Certainly the Estates-General must come to Versailles and the Capital.
‘The Estates-General are elected members from all classes of society,’ she reminded him. ‘It is the first time men have been elected from the lower ranks of society to take a part in the country’s government. Louis, it is a complete turnabout. It will rob you of your power.’
‘It was necessary,’ said the King.
And she was afraid of the Estates-General.
But there was one matter which caused her greater sadness. The health of her eldest son was rapidly failing.
The little Dauphin was subject to sudden attacks of fever; one of his legs was shorter than the other, and his spine was twisted; he was unable to stand, for he suffered from that complaint which had affected so many Bourbons: rickets.
Each day his mother sat beside him and wondered whether it would be his last. Often she would remember how Louis loved their children, even as she did; how kind and gentle he always was to them. She said to Madame de Campan: ‘Do you remember how the King used to sit up with me night after night when Madame Royale was a baby and she was sick?’
Madame de Campan remembered.
‘The King is a good man,’ said Antoinette. She put out a hand suddenly to Madame de Campan. ‘I will go to my rest now,’ she said. ‘It is a big day to-morrow.’
The Princesse de Lamballe said: ‘You will wear your dress of violet, white and silver. It is a beautiful dress, one of the best Your Majesty ever had.’
Antoinette did not answer.
‘And your ostrich plume headdress is so becoming,’ went on the Princesse.
But still Antoinette was not listening. ‘Light my candles,’ she said. ‘I will go to bed now.’
They lighted four candles on her dressing-table and as they took off her elaborate headdress one of them went out. Madame de Campan relighted it, but almost at once the second candle went out.
‘What is wrong with the candles to-night?’ said the Queen.

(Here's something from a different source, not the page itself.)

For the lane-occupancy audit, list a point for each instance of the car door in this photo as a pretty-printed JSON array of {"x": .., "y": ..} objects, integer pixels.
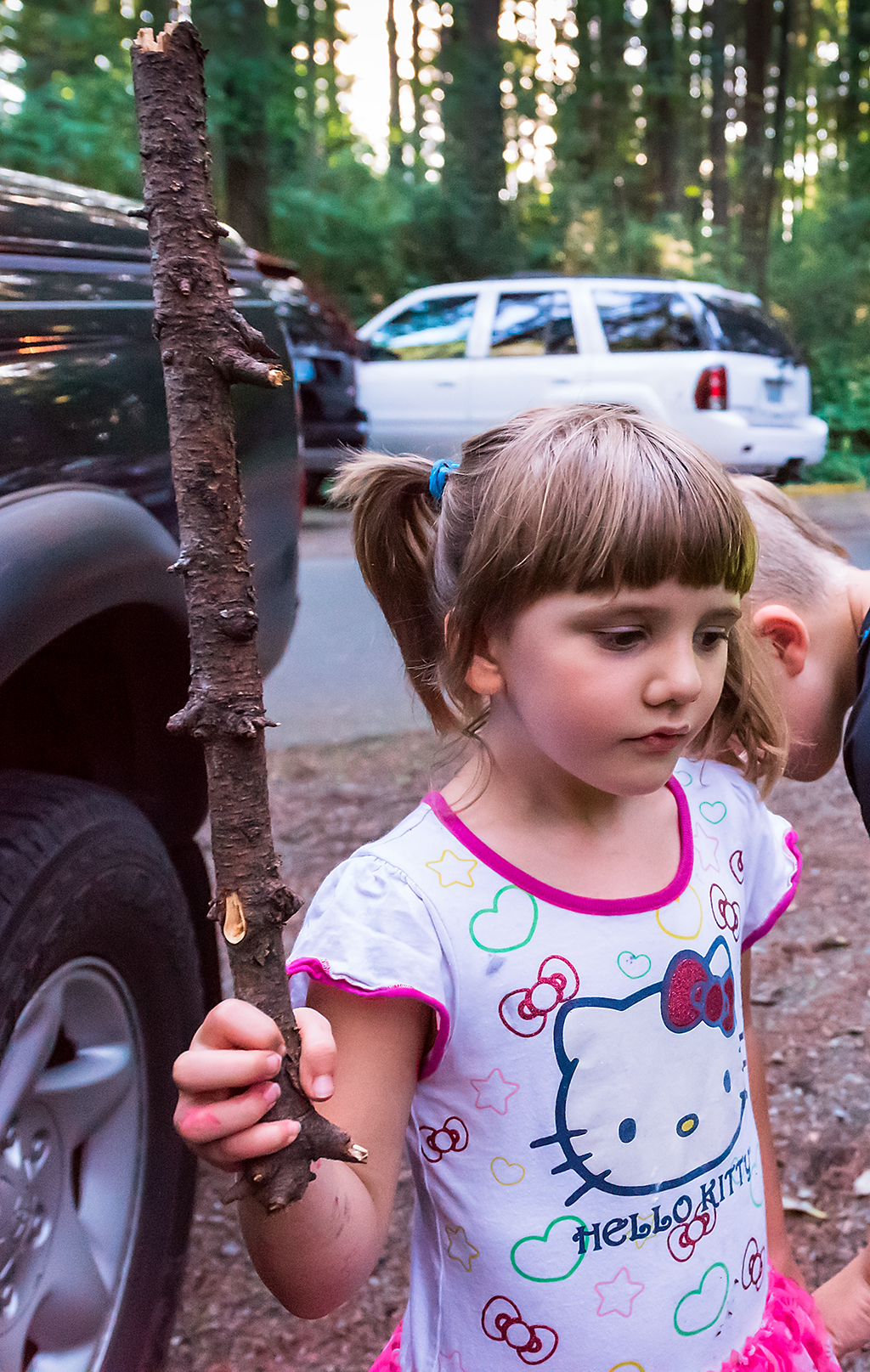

‘There is a draught coming from somewhere,’ replied Madame de Campan.
‘Pray shut the windows. I do not like to see the candles going out like this. It frightens me.’

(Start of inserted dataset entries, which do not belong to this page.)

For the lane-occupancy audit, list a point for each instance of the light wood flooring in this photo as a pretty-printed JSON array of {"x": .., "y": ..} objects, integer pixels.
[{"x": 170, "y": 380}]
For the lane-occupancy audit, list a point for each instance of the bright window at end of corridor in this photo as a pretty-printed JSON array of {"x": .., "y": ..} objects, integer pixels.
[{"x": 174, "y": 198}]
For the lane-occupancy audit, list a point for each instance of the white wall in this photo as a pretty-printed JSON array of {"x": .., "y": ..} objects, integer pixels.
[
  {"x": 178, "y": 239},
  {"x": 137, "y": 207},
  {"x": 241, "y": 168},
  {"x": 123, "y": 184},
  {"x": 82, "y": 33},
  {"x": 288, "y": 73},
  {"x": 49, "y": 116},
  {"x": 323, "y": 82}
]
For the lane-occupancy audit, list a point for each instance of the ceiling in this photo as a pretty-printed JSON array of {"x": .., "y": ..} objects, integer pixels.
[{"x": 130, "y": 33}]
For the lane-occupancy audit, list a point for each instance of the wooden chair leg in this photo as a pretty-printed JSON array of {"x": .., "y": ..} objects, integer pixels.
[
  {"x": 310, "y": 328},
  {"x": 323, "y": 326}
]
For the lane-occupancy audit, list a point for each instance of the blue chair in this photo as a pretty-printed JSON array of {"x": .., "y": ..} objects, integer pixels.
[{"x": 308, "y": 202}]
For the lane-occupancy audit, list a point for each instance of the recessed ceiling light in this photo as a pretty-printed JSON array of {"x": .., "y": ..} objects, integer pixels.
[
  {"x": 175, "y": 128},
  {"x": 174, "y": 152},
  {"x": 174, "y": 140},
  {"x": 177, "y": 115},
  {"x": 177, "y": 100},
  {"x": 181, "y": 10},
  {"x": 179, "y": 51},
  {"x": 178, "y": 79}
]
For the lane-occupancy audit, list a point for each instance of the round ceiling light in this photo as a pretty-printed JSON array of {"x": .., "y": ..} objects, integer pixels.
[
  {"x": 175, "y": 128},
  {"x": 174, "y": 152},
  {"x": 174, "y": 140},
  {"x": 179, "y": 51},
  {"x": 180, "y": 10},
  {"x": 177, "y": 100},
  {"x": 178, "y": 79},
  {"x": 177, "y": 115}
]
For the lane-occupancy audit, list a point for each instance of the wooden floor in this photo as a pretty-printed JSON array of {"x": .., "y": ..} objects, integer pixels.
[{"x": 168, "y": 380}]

The windows were shut and the room seemed very quiet, and then the third candle went out.
The Queen turned suddenly to the Princesse and caught her in an embrace. ‘My misfortunes make me superstitious,’ she said. ‘I am afraid of something … something near me … something evil. I feel that the candles are warning me to-night. I believe that if the fourth candle goes out it will be an omen of overwhelming evil.’
‘You are distraught,’ said the Princesse. ‘It is the ordeal of to-morrow of which you think. But be assured, dearest, that it will soon be over and …’
The Princesse had stopped. The three women were all looking at the fourth candle which had gone out.
‘Maman,’ said the Dauphin, ‘how beautiful you are!’
She smiled and danced daintily before him in the violet, white and silver gown.
‘Kneel down,’ said the Dauphin, ‘that I may see your feathers.’
So she knelt, and he tried to put up a thin arm to touch them. She caught his arm and kissed it; then she held him pressed against her, that he might not see her tears.
‘Maman,’ he said, ‘I wish I were strong. I wish I could ride in the carriage beside you to-day. You look so pretty … all the people will love you.’